Unsupervised Search and Verification — Aug 2025 Author: Nimit Kalra [email protected]

Special thanks to Leonard Tang, Allen Nie, Will Brown, Laurens van der Maaten, Jason Weston, Jon Saad-Falcon, Sachit Menon, Trung Vu, and Shi Feng for valuable conversations, direction, and feedback. Estimated reading time: 46min.

Introduction

High-quality reasoning traces are noisy, subjective, and expensive to collect. A complementary approach to manual curation is bootstrapping directly from the pre/mid-trained model, leveraging it as a strong prior over reasoning behaviors.

Recent literature shows that unsupervised verification techniques, such as self-consistency or jointly-trained verifiers, are able to drive meaningful improvements. However, in bespoke or misaligned domains, brittle verification of poor-quality candidate reasoning becomes a serious obstacle. For example, models may “solve” math problems simply by memorized heuristics (e.g., Qwen on MATH500), rather than surfacing transferable reasoning strategies.

This raises key questions around

  1. Search: How can we efficiently surface diverse, high-quality reasoning paths from the model?
  2. Verification: What are the limitations of self-verification, especially with respect to reward hacking and self-preference bias, and how can we apply it reliably to judge reasoning traces themselves?
  3. and the Interplay: How should we coordinate search and verification in a feedback loop to enable stable bootstrapping in challenging or non-general domains?

We’ll revisit techniques from inference-time scaling, post-training, and self-improvement.

arXiv first submission date used ❗️ denotes papers that limit their results to Qwen-2.5+ models on Math/Coding


Case Study

In Self-Taught Reasoner (STaR; Zelikman et al., March 2022), the authors iteratively bootstrap a training dataset of reasoning traces from a pretrained base model via simple rejection sampling. They few-shot prompt the first iteration with ground-truth reasoning traces and aggregate rollouts that lead to the correct answer.

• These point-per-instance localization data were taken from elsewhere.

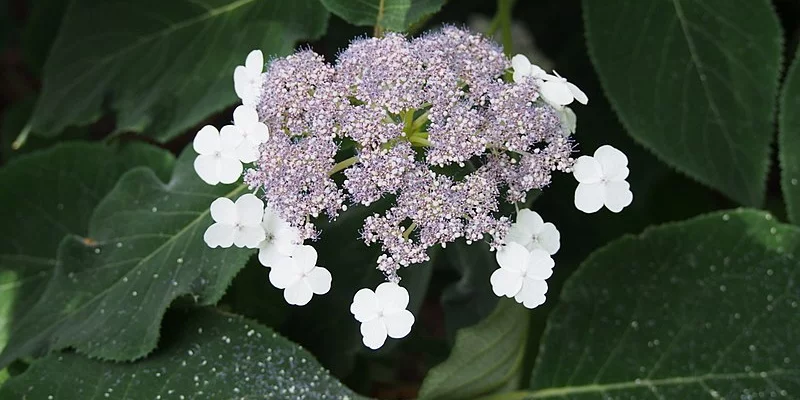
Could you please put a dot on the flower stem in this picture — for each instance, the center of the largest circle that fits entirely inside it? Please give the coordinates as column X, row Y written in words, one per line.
column 378, row 31
column 502, row 20
column 341, row 165
column 419, row 141
column 420, row 121
column 409, row 230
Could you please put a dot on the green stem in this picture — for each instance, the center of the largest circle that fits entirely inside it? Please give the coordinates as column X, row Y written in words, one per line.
column 341, row 165
column 420, row 121
column 503, row 20
column 422, row 142
column 378, row 31
column 22, row 138
column 409, row 230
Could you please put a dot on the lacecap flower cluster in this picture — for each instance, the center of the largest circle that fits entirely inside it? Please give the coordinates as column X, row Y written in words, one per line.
column 442, row 129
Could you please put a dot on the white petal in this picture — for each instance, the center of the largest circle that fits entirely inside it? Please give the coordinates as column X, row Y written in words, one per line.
column 254, row 62
column 206, row 168
column 518, row 76
column 374, row 333
column 530, row 220
column 365, row 306
column 556, row 92
column 532, row 294
column 577, row 93
column 219, row 235
column 590, row 197
column 618, row 195
column 611, row 160
column 224, row 211
column 269, row 255
column 319, row 280
column 549, row 238
column 540, row 266
column 244, row 117
column 283, row 276
column 506, row 282
column 512, row 256
column 398, row 324
column 391, row 296
column 230, row 136
column 249, row 236
column 521, row 63
column 298, row 294
column 229, row 170
column 241, row 82
column 519, row 234
column 247, row 152
column 587, row 170
column 206, row 141
column 304, row 258
column 250, row 209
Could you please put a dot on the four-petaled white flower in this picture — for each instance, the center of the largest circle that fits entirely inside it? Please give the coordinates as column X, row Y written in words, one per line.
column 523, row 68
column 280, row 241
column 560, row 92
column 247, row 78
column 522, row 274
column 236, row 223
column 554, row 89
column 217, row 160
column 382, row 313
column 602, row 181
column 533, row 233
column 300, row 277
column 253, row 131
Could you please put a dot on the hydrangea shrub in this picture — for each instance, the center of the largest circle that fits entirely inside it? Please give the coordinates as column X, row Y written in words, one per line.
column 399, row 199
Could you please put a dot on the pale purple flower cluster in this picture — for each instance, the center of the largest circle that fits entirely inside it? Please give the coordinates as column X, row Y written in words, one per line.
column 418, row 111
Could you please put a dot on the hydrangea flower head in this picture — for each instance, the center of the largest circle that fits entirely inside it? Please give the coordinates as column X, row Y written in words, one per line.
column 434, row 133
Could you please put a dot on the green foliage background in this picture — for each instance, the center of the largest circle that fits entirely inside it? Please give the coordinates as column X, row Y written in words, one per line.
column 107, row 290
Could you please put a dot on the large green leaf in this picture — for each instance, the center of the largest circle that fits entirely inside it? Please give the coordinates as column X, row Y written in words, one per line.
column 485, row 356
column 395, row 15
column 705, row 308
column 144, row 248
column 469, row 299
column 49, row 195
column 789, row 141
column 205, row 355
column 161, row 66
column 695, row 81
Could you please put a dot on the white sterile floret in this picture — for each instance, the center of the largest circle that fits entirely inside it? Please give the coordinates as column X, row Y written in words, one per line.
column 554, row 89
column 247, row 78
column 217, row 160
column 560, row 92
column 280, row 241
column 300, row 277
column 533, row 233
column 236, row 223
column 602, row 181
column 523, row 68
column 253, row 131
column 382, row 313
column 522, row 274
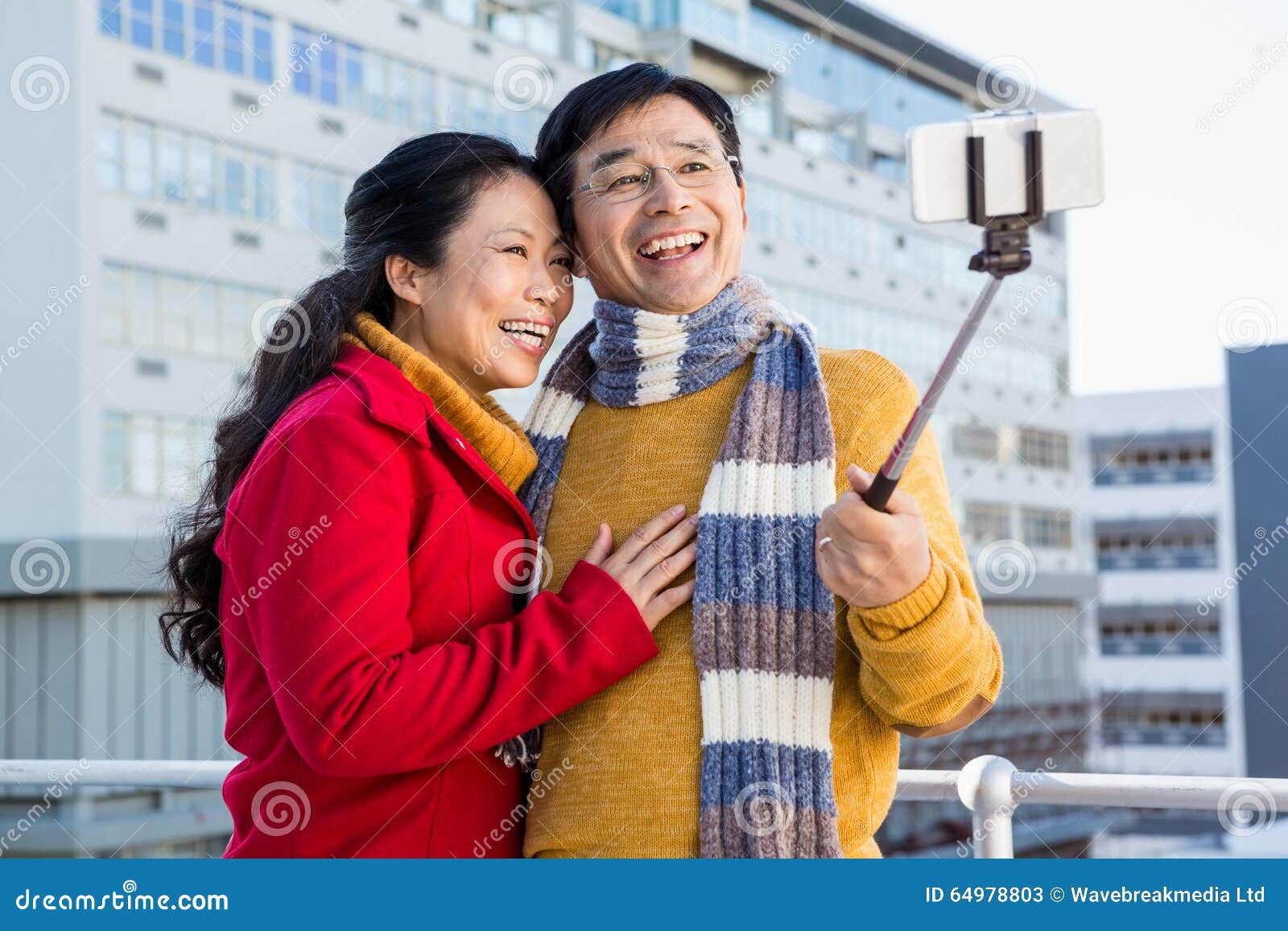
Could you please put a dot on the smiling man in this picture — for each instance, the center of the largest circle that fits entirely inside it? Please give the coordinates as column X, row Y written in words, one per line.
column 821, row 630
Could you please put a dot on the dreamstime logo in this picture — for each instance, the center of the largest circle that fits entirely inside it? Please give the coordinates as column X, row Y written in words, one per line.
column 1246, row 323
column 60, row 299
column 763, row 809
column 543, row 783
column 280, row 808
column 1006, row 83
column 300, row 542
column 39, row 84
column 782, row 60
column 1006, row 566
column 523, row 83
column 1246, row 808
column 1023, row 302
column 39, row 566
column 519, row 563
column 280, row 326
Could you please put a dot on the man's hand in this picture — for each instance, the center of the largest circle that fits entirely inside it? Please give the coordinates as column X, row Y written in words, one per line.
column 871, row 558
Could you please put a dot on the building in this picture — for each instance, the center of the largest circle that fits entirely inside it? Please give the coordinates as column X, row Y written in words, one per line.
column 1188, row 508
column 180, row 169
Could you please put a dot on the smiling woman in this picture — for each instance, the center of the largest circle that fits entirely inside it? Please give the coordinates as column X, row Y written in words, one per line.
column 379, row 666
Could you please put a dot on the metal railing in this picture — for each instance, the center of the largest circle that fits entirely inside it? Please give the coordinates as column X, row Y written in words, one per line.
column 991, row 787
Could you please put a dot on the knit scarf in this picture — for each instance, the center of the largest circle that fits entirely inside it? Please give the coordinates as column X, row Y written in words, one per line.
column 764, row 624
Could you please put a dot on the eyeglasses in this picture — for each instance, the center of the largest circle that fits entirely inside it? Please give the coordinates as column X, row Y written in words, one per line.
column 626, row 180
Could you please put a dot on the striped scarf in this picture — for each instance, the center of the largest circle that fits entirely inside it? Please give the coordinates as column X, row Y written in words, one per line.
column 764, row 624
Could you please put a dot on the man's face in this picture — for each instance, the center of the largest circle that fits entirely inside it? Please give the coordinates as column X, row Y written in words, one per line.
column 617, row 244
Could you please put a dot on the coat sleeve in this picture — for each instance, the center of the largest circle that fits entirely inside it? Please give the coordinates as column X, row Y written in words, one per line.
column 931, row 662
column 317, row 557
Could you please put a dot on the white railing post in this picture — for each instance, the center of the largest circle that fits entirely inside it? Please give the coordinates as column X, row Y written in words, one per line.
column 985, row 787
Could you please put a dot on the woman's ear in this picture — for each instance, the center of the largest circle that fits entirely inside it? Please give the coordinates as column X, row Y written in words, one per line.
column 579, row 267
column 406, row 278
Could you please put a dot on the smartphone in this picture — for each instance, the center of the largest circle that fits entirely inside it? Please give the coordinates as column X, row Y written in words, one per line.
column 1072, row 164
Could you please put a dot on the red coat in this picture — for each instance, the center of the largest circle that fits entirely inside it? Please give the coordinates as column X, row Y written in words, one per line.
column 374, row 656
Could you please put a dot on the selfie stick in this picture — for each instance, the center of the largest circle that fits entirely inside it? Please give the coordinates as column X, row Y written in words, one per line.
column 1006, row 251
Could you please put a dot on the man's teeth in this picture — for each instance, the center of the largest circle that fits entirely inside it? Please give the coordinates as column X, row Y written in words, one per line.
column 673, row 242
column 532, row 334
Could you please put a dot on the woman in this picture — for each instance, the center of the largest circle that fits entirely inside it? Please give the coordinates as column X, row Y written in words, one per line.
column 352, row 571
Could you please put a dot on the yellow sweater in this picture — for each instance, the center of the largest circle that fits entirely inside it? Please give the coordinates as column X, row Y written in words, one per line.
column 630, row 756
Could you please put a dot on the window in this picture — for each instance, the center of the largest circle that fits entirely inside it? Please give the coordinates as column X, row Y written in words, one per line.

At each iteration, we finetune the base model on the aggregated dataset.

Screenshot 2025-05-22 at 5.21.25 PM.png

The authors show that SFT on this batch is equivalent to maximizing the policy gradient objective; however, problems that are above the model’s capability (i.e., the model cannot yet solve) require sampling from a surrogate/proposal model (rationalization; or prompting with a “hint”), leading to an off-policy estimate of an optimal reasoning trace. One such degenerate reasoning trace failure mode may be answer shortcutting where the model generates irrelevant/inconsistent reasoning before simply stating the hinted answer. Such traces muddle the training pool and do not generalize during rollouts; e.g.,

A: The answer must be a place where Billy could have been waiting for his wife to arrive from France. The airport is a place where people can wait for flights. Therefore, the answer is train station (e).

Moreover, using the final answer correctness as our sole reward allows spurious reasoning traces to slip through; i.e., poor quality reasoning that just happens to land on the correct answer by luck. This is particularly likely in the multiple choice or evaluation/judge setting.